Он вошел без стука, стал у двери, стащил с головы шапку и, поправив на макушке тюбетейку, сказал:
— Здравствуй, Михайла.
Каромцев пошел к нему, прикачивая левой рукой правую, толсто спеленатую бинтами.
— Здравствуй, — сказал он. — Я ждал тебя.
На лице Хемета отразилось спокойное удовлетворение.
— Я ждал тебя, — смущенно повторил Каромцев и слишком поспешно стал доставать планшет, а из планшета — сложенную вчетверо бумагу. — Я вот бумагу тебе написал. Все как положено, печать стоит…
— Какая бумага? — спросил Хемет.
— Что ты… участвовал в бою. В общем, если тебя, может быть, спросят…
— Кому я ее покажу, бумагу? — спросил Хемет, и в его голосе не было ни обиды, ни удивления, а только непонимание: кому надо показывать бумагу и кому это может прийти в голову спросить у него бумагу? Наконец что-то ему стало как будто понятно.
Он сказал:
— Разве ты забудешь?
— Не забуду, Хемет, — с чувством сказал Каромцев и, подойдя к нему, тронул его плечо.
— А бумагу все же возьми, — добавил Каромцев голосом уже обычным — и добрым, и властным.
Хемет взял, постоял с минуту, не глядя ни на бумагу, ни на комиссара, а глядя в окно, за которым играло яркое, безмятежное сияние на снегах, потом извлек из кармана кисет и, развязав его, сунул туда бумагу и, опять завязав, положил в карман.
— Теперь я пойду, — сказал он.
Каромцев сказал:
— Ездить мне пока нельзя, а тебе еще придется…

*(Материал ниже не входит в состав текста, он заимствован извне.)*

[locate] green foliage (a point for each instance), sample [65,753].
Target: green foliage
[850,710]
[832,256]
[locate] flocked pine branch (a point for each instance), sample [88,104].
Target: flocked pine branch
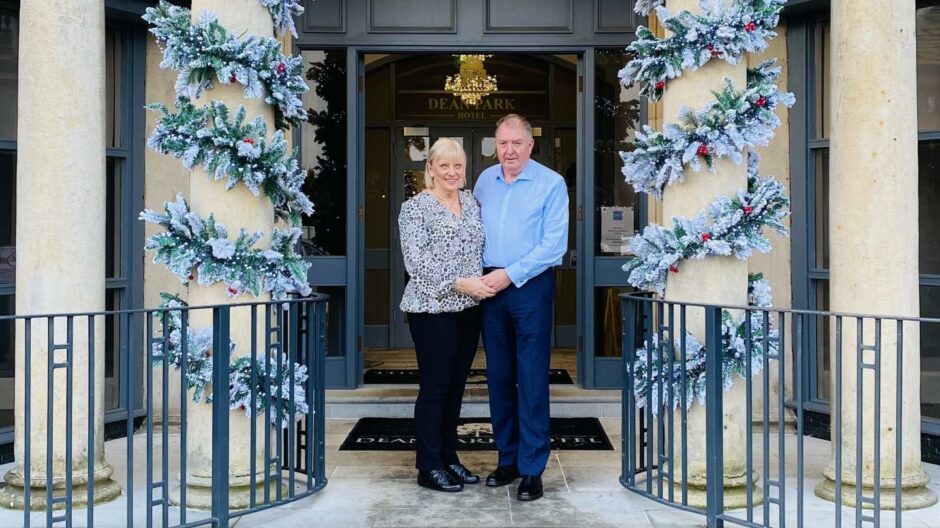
[205,52]
[190,242]
[230,148]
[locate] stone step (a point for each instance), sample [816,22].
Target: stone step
[397,401]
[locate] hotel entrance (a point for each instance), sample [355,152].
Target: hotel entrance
[407,109]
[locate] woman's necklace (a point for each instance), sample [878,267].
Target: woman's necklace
[452,204]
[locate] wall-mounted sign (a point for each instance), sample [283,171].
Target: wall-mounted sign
[440,105]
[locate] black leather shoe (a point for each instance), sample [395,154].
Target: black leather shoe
[530,488]
[502,476]
[438,480]
[462,474]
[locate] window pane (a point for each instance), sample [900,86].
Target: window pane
[9,39]
[323,152]
[823,329]
[113,224]
[7,218]
[7,361]
[335,315]
[929,197]
[821,173]
[930,353]
[616,115]
[607,324]
[112,351]
[822,88]
[928,68]
[113,77]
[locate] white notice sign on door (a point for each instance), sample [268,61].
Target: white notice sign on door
[616,229]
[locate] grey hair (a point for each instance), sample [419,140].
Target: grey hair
[522,121]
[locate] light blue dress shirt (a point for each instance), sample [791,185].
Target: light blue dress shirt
[526,222]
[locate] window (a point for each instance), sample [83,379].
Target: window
[817,274]
[120,217]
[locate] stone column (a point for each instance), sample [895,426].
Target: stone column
[873,233]
[715,280]
[60,241]
[236,208]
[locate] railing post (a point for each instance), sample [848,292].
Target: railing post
[221,327]
[713,417]
[628,419]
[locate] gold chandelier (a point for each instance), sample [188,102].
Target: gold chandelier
[472,83]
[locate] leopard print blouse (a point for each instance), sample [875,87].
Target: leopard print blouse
[438,248]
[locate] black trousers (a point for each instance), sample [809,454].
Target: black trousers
[445,344]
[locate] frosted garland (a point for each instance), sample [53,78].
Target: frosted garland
[234,150]
[283,13]
[718,33]
[732,125]
[206,50]
[729,227]
[651,370]
[273,381]
[735,121]
[193,242]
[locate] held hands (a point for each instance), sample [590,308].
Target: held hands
[475,287]
[498,280]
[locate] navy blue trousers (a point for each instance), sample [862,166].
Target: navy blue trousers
[517,326]
[445,345]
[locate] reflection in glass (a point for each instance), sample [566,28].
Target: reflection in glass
[928,69]
[323,152]
[823,335]
[378,145]
[616,115]
[929,197]
[9,41]
[7,360]
[7,218]
[335,315]
[113,81]
[607,326]
[822,86]
[113,218]
[821,173]
[416,148]
[377,290]
[414,182]
[112,351]
[930,353]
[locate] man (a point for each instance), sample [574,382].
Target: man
[524,206]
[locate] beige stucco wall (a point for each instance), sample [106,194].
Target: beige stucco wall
[164,176]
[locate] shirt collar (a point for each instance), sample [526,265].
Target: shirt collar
[527,172]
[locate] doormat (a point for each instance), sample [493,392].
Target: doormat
[477,376]
[473,434]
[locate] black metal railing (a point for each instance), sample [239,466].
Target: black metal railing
[667,371]
[281,390]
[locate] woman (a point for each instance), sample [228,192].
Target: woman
[442,245]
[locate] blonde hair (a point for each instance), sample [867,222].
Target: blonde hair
[445,148]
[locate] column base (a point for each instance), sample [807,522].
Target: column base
[199,496]
[14,494]
[912,498]
[735,494]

— Теперь я пойду, — повторил Хемет и надел шапку, завязав у горла наушники. — Выздоравливай, — сказал он.
Вечером в испанском доме
1
— Идем, — сказал я собаке. — Кого нам бояться?
И никто из гостей, шастающих по задворью, даже не взглянул на нас, и сквозь чащу картофельной ботвы проломились мы к лазу в заборе. Лаз был укромен и мал: пролезет ли собака? Длинно вытягиваясь, она проскользнула, а там и я пролез — и потрусили рядышком по твердо прибитой коричневой дорожке кривого переулка.
Это была рослая серая овчарка с вогнутой, как седло, широкой хребтиной. Два дня назад привел ее во двор дядя Харис, будущий, или теперь уже настоящий, муж тети Марвы, сидящий сейчас в нижнем этаже нашего большого дома, где совсем ведь недавно ладно и мирно жили тетя Марва, бабушка Бедер и Амина. Они там посиживают, едят и пьют, лишь бабушка Бедер и две-три старушки-помощницы ходят взад и вперед — от очагов с угощением, от клети, где находится наш погреб и где в углу, в желтой сухой соломе, нежатся кошки моей матери, — старухи носят плов и блины в прохладные сумеречные комнаты, где сидит и сидит дядя Харис и сидит, наверно, терпеливо радуясь, мать Амины.
Амина, я подозревал, стеснялась этой свадьбы. С самого утра мы не обмолвились ни единым словом. Не позвала меня, вредная, а с д и к а р и к а м и, сыновьями дяди Хариса, пристроилась на бревнах забора и рассказывает им разные небылицы.
…Очутившись в переулке, я подивился, как быстро затих позади свадебный шумок. Но и во дворе он жужжал осторожно и вроде хитровато, как будто веселью грозило появление милиционера или муллы. Мулла, впрочем, придет завтра или в какой-нибудь другой день, когда тетя Марва и ее муж будут на работе и так и не узнают, что тот приходил освящать молитвой их союз.